One hack to achieve this would be the following:

```
marketRetsByDate = dateGrps.apply(lambda x: (x["PriceReturn"]*x["MarketCap"]/x["MarketCap"].sum()).sum())
bdata["MarketReturn"] = np.repeat(np.NaN, len(bdata))
for elem in marketRetsByDate.index.values:
bdata["MarketReturn"][bdata["yearmonth"]==elem] = marketRetsByDate.ix[elem]
```

But this is slow, bad, and unPythonic.

##
Answer #1:

```
In [97]: df = pandas.DataFrame({'month': np.random.randint(0,11, 100), 'A': np.random.randn(100), 'B': np.random.randn(100)})
In [98]: df.join(df.groupby('month')['A'].sum(), on='month', rsuffix='_r')
Out[98]:
A B month A_r
0 -0.040710 0.182269 0 -0.331816
1 -0.004867 0.642243 1 2.448232
2 -0.162191 0.442338 4 2.045909
3 -0.979875 1.367018 5 -2.736399
4 -1.126198 0.338946 5 -2.736399
5 -0.992209 -1.343258 1 2.448232
6 -1.450310 0.021290 0 -0.331816
7 -0.675345 -1.359915 9 2.722156
```

##
Answer #2:

While I’m still exploring all of the incredibly smart ways that `apply`

concatenates the pieces it’s given, here’s another way to add a new column in the parent after a groupby operation.

```
In [236]: df
Out[236]:
yearmonth return
0 201202 0.922132
1 201202 0.220270
2 201202 0.228856
3 201203 0.277170
4 201203 0.747347
In [237]: def add_mkt_return(grp):
.....: grp['mkt_return'] = grp['return'].sum()
.....: return grp
.....:
In [238]: df.groupby('yearmonth').apply(add_mkt_return)
Out[238]:
yearmonth return mkt_return
0 201202 0.922132 1.371258
1 201202 0.220270 1.371258
2 201202 0.228856 1.371258
3 201203 0.277170 1.024516
4 201203 0.747347 1.024516
```

##
Answer #3:

As a general rule when using groupby(), if you use the .transform() function pandas will return a table with the same length as your original. When you use other functions like .sum() or .first() then pandas will return a table where each row is a group.

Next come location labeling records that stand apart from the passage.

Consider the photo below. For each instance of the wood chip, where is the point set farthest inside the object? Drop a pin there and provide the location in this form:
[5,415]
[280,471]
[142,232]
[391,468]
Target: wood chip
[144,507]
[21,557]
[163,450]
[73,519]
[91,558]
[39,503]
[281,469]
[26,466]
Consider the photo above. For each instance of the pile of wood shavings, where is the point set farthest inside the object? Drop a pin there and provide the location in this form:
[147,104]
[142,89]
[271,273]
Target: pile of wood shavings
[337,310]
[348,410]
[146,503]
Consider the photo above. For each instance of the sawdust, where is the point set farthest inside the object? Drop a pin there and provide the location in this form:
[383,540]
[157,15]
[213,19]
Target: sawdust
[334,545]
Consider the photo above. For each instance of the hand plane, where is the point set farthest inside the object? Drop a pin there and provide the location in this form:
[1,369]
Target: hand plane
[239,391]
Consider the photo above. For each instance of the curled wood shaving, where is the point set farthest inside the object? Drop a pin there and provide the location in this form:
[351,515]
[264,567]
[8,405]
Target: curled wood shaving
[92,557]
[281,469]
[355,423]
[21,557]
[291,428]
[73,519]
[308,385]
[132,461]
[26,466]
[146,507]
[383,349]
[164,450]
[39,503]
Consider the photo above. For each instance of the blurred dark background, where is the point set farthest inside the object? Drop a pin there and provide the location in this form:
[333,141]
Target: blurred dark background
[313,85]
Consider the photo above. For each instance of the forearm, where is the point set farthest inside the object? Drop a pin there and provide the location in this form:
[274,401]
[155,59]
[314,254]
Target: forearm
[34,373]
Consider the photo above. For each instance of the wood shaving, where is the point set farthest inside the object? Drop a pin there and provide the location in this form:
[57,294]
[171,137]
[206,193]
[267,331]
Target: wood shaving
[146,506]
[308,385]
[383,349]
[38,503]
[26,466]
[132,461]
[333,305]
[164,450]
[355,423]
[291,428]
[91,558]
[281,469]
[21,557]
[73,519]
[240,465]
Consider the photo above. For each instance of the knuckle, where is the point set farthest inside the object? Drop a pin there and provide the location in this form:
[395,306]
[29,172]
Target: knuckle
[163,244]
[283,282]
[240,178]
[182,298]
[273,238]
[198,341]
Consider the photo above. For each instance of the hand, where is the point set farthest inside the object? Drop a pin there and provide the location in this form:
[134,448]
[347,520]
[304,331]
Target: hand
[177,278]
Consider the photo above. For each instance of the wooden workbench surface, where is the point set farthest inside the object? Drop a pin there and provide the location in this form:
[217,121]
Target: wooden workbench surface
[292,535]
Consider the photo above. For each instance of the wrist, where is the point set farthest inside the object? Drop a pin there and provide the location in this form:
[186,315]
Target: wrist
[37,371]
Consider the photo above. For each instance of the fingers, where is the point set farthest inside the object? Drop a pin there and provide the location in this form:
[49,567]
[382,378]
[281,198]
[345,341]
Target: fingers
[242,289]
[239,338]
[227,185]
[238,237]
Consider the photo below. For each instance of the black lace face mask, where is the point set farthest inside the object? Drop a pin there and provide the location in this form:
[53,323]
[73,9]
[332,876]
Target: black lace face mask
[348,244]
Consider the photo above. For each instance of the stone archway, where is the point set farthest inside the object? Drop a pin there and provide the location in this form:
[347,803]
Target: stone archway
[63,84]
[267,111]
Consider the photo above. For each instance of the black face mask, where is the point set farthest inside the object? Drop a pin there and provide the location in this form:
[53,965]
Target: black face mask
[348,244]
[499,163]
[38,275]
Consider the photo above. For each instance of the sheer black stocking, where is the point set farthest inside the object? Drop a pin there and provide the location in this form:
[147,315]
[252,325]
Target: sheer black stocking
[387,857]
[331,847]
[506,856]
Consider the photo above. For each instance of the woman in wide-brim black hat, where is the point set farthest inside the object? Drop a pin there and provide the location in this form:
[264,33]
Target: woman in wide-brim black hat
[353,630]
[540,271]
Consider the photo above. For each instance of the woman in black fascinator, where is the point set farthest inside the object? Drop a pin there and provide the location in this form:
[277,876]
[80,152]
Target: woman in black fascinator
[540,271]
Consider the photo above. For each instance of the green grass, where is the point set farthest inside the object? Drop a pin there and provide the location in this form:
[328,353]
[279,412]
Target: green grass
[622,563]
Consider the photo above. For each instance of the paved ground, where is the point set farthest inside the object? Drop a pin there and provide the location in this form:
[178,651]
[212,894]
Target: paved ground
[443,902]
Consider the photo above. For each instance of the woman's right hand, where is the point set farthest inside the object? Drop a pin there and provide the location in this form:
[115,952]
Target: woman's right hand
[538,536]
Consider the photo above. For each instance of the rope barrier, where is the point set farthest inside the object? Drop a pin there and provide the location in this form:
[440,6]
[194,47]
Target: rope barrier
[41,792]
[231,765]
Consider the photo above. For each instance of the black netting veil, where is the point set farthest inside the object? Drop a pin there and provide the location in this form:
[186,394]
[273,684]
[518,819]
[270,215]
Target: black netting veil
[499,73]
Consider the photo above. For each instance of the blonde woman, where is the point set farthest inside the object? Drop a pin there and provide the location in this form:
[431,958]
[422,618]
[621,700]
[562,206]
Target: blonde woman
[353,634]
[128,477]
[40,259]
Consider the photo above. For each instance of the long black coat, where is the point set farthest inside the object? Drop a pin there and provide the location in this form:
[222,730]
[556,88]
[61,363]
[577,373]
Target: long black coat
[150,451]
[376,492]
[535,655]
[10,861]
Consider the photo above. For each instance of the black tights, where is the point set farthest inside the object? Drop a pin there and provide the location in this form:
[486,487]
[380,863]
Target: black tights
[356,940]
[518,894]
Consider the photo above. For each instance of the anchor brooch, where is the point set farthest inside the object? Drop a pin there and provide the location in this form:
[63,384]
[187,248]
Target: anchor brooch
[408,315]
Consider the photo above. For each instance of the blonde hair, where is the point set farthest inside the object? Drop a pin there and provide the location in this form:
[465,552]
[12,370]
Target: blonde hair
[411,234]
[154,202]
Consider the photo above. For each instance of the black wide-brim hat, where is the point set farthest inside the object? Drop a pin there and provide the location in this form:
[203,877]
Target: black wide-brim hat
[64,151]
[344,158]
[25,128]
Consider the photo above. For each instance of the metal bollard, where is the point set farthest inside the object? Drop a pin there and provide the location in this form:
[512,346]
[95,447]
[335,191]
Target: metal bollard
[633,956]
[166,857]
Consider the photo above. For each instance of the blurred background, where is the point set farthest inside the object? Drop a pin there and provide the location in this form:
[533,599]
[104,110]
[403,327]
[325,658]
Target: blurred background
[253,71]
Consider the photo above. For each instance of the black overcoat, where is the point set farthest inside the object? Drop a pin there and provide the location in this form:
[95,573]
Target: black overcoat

I’m not sure how this works with apply but implementing elaborate lambda functions with transform can be fairly tricky so the strategy that I find most helpful is to create the variables I need, place them in the original dataset and then do my operations there.

If I understand what you’re trying to do correctly first you can calculate the total market cap for each group:

```
bdata['group_MarketCap'] = bdata.groupby('yearmonth')['MarketCap'].transform('sum')
```

This will add a column called “group_MarketCap” to your original data which would contain the sum of market caps for each group. Then you can calculate the weighted values directly:

```
bdata['weighted_P'] = bdata['PriceReturn'] * (bdata['MarketCap']/bdata['group_MarketCap'])
```

And finally you would calculate the weighted average for each group using the same transform function:

```
bdata['MarketReturn'] = bdata.groupby('yearmonth')['weighted_P'].transform('sum')
```

I tend to build my variables this way. Sometimes you can pull off putting it all in a single command but that doesn’t always work with groupby() because most of the time pandas needs to instantiate the new object to operate on it at the full dataset scale (i.e. you can’t add two columns together if one doesn’t exist yet).

Hope this helps đź™‚

##
Answer #4:

May I suggest the `transform`

method (instead of aggregate)? If you use it in your original example it should do what you want (the broadcasting).

##
Answer #5:

I did not find a way to make assignment to the original dataframe. So I just store the results from the groups and concatenate them. Then we sort the concatenated dataframe by index to get the original order as the input dataframe. Here is a sample code:

```
In [10]: df = pd.DataFrame({'month': np.random.randint(0,11, 100), 'A': np.random.randn(100), 'B': np.random.randn(100)})
In [11]: df.head()
Out[11]:
month A B
0 4 -0.029106 -0.904648
1 2 -2.724073 0.492751
2 7 0.732403 0.689530
3 2 0.487685 -1.017337
4 1 1.160858 -0.025232
In [12]: res = []
In [13]: for month, group in df.groupby('month'):
...: new_df = pd.DataFrame({
...: 'A^2+B': group.A ** 2 + group.B,
...: 'A+B^2': group.A + group.B**2
...: })
...: res.append(new_df)
...:
In [14]: res = pd.concat(res).sort_index()
In [15]: res.head()
Out[15]:
A^2+B A+B^2
0 -0.903801 0.789282
1 7.913327 -2.481270
2 1.225944 1.207855
3 -0.779501 1.522660
4 1.322360 1.161495
```

This method is pretty fast and extensible. You can derive any feature here.